In the same way that Asif Kapadia's Senna subverted the usual documentary style, Amy does away with talking heads in favour of archive footage, home video material and still photography, over dubbed with friends, family and professional colleagues. It's powerful, intimate stuff, making the documentary the perfect subject for Secret Cinema's return to exclusive, intimate evenings - despite the fact that it wasn't drawing on any nostalgic memories for a film that hadn't yet received a wider release.

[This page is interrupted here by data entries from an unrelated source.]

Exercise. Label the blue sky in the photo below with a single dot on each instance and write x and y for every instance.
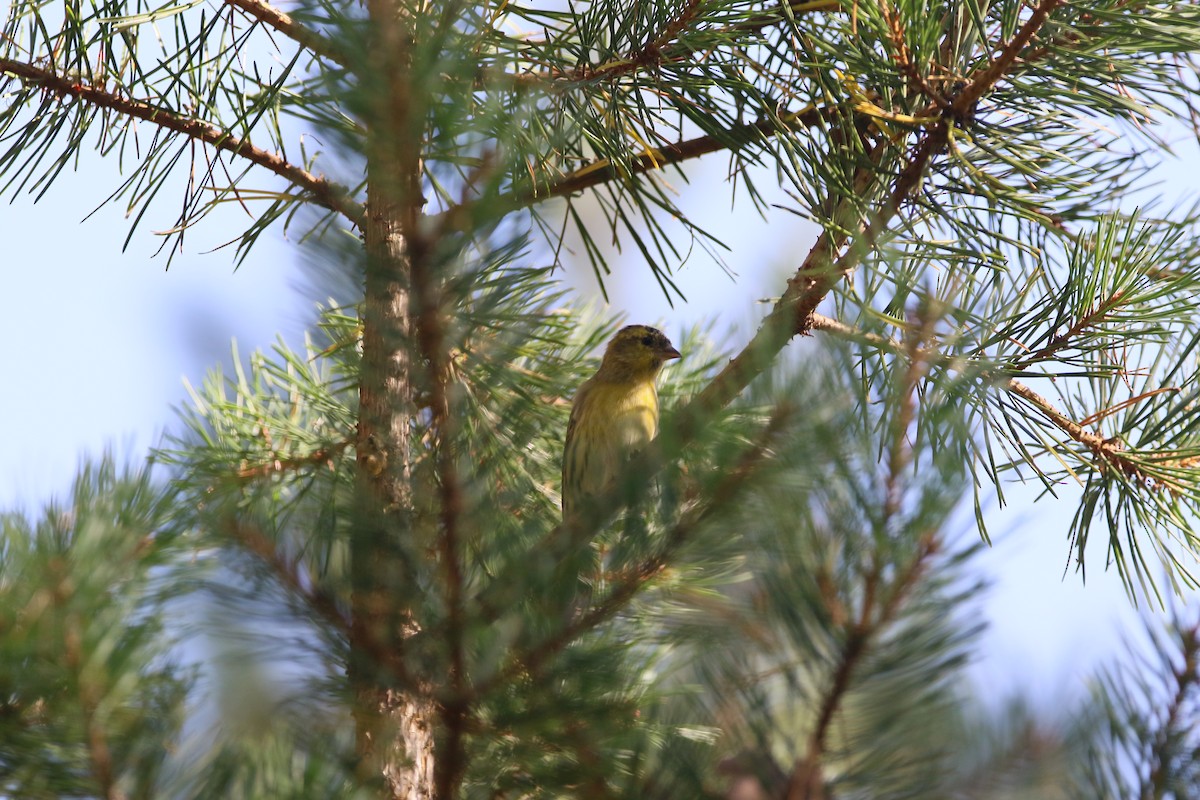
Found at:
(99, 343)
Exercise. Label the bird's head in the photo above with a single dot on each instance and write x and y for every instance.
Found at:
(636, 352)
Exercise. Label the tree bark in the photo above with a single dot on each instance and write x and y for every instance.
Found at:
(393, 710)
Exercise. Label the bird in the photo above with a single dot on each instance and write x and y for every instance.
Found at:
(615, 414)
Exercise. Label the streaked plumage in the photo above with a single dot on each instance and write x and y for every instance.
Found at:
(615, 413)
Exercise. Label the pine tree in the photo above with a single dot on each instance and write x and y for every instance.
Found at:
(363, 539)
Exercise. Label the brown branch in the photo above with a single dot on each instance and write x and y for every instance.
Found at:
(1109, 451)
(904, 56)
(820, 272)
(431, 340)
(323, 191)
(279, 465)
(604, 170)
(982, 83)
(301, 35)
(807, 781)
(99, 752)
(664, 49)
(256, 542)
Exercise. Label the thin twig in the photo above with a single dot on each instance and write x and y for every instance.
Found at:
(323, 191)
(1110, 451)
(605, 170)
(807, 781)
(255, 541)
(279, 465)
(983, 82)
(298, 32)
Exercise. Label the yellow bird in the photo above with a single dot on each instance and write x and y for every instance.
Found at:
(615, 413)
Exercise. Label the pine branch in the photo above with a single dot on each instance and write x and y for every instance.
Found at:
(99, 753)
(604, 172)
(630, 582)
(319, 457)
(1107, 451)
(664, 49)
(298, 32)
(984, 82)
(881, 607)
(325, 606)
(323, 192)
(1170, 738)
(821, 270)
(433, 349)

You come away from Amy with a strong impression of loss, such are the details that her friends and family expressed throughout the narrative of the film. You don't know Amy, nor her mother, friends or body guard - but the tearful, sometimes blunt commentary, is more exposing than any magazine interview or TV documentary you ever read back when Winehouse was on every media hit list.

You know the story


Such was the public obsession with Amy Winehouse - for better and worse - the narrative arch of Asif Kapadia's documentary doesn't attempt to second guess your memory of her tragic rise and fall.

Instead, it garnishes your recollection of the events - of that cancelled gig and those eye-popping photos. Kapadia approached the subject much in the same way he did with Senna - not as an obsessive fan looking to make the right picture, but as an observant director looking for the truth in the story. He succeeds in finding a version of it... 

There are villains


Amy's father, Mitch Winehouse, is depicted as something of the villain of the piece

...but it's not a version that's popular with everyone.

Mitch Winehouse has already called the work "a disgrace", most probably due to the way in which the documentary portrays his involvement (or lack there of) in Amy's life. Both he, Blake Fielder-Civil and various managers are propped up as being all-too influential in pushing Winehouse over the edge. 

Best things come in small packages


In their smoky screening of an unseen documentary, Secret Cinema has proven it can do secret - when it suits them. They'll make more money from the grand events like last year's Back to the Future and this summer's Star Wars, fairground stunts designed to pull in the casual and the super fans - but Secret Cinema X could mark a return to the quiet, enhanced experiences the group made its name with. The £30 seated tickets were reasonable, the £12 a bargain, and even a technical mishap with an audio output that saw the film restarted (twice) didn't upset the mood created by the setting and scattering of actors. 

If you thought that Secret Cinema had sold out, get yourself to the next Secret Cinema X. It'll restore your hope in this experiential treat.